Small cap stocks are commonly defined as those with market capitalization of $300 million to $2 billion. Unlike large cap and mid cap stocks, these companies are often off limits to large institutional investors and stock analysts, creating a potential opportunity for investors. In this article, we'll take a look at why investors may therefore want to consider small cap stocks for their portfolios, in order to maximize their risk-adjusted returns.
Studies Support Small Cap Growth
Small cap stocks may seem riskier than large cap stocks for many reasons - they often have less capital, higher cost of capital, and may face greater competition. But, several academic studies have shown that they tend to outperform large cap stocks over the long-term. The rationale behind this tendency is relatively simple - the law of large numbers says it's easier to double $100 than $1,000, while a lot of the extra risk can be eliminated through diversification.
Between 1926 and 2006, small cap stocks beat large cap stocks by an average of 2.3% per year, according to a study by Ibboston Associates. These studies further suggest that value outperforms growth when it comes to small cap stocks, with the 20 best performing small cap funds between 1992 and 2007 being classified as value funds. And combined, these studies suggest investing at least a portion of a portfolio in small cap value stocks.
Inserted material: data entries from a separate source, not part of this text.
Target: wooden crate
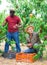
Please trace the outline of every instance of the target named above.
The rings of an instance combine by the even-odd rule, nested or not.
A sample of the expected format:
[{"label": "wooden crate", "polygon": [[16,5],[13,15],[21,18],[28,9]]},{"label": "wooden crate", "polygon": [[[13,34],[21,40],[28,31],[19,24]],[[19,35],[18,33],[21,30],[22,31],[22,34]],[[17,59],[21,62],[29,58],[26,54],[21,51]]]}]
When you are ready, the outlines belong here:
[{"label": "wooden crate", "polygon": [[34,62],[35,60],[33,57],[36,53],[17,53],[16,54],[16,61],[19,62]]}]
Case for International Small Caps
International small cap stocks experience similar dynamics, with a tendency to outperform international large cap stocks, with the added benefit of international diversification. As a result, investors may be able to further enhance their portfolio's risk-adjusted returns by investing in international small cap stocks, as opposed to either international large cap stocks or domestic small cap stocks, according to some research on the subject.
For instance, a 2006 study comparing diversification between international large cap funds and international small cap funds found that a fully diversified international large cap and small cap portfolio entails nearly two-thirds less risk than just a diversified international large cap portfolio. More specifically, the study showed that small cap funds have relatively low correlations not only with large cap funds, but also with each other.
Finding & Investing in These Funds
Investors looking to capitalize on international small cap stocks and their numerous benefits have a number of different options. Exchange-traded funds (ETFs) and mutual funds are perhaps the easiest options, while investors looking for more specific exposure may also want to consider American Depository Receipts (ADRs) or direct investment on foreign exchanges - although this may result in some important tax consequences.
Those look for broad global exposure may want to consider ETFs like the SPDR S&P International Small Cap ETF (GWX). With 838 holdings in 15 different countries, as of February 2013, the ETF holds no more than 1% in any single company and offers excellent diversification. However, investors should be aware that it's somewhat heavily weighted towards Japan (31.39%), Canada (11.9%) and the U.K. (11.72%), as well as the industrial (22.04%) and financial (18.84%) sectors.
Individual international small cap funds include:
- IQ Canada Small Cap ETF (CNDA)
- IQ Australia Small Cap ETF (KROO)
- Guggenheim China Small Cap ETF (HAO)
- Market Vectors Brazil Small Cap ETF (BRF)
- SPDR Russell/Nomura Small Cap Japan (JSC)
Risks & Other Considerations
Investors should consult their financial advisors and tax professionals before investing in any stocks, bonds, ETFs or mutual funds. Certain international stocks may involve unusual tax consequences or legal implications, while individual small cap stocks can entail greater risk than large cap stocks by nature. Finally, investors should consider their overall portfolio mix and how these stocks may fit into it in order to ensure maximum diversification.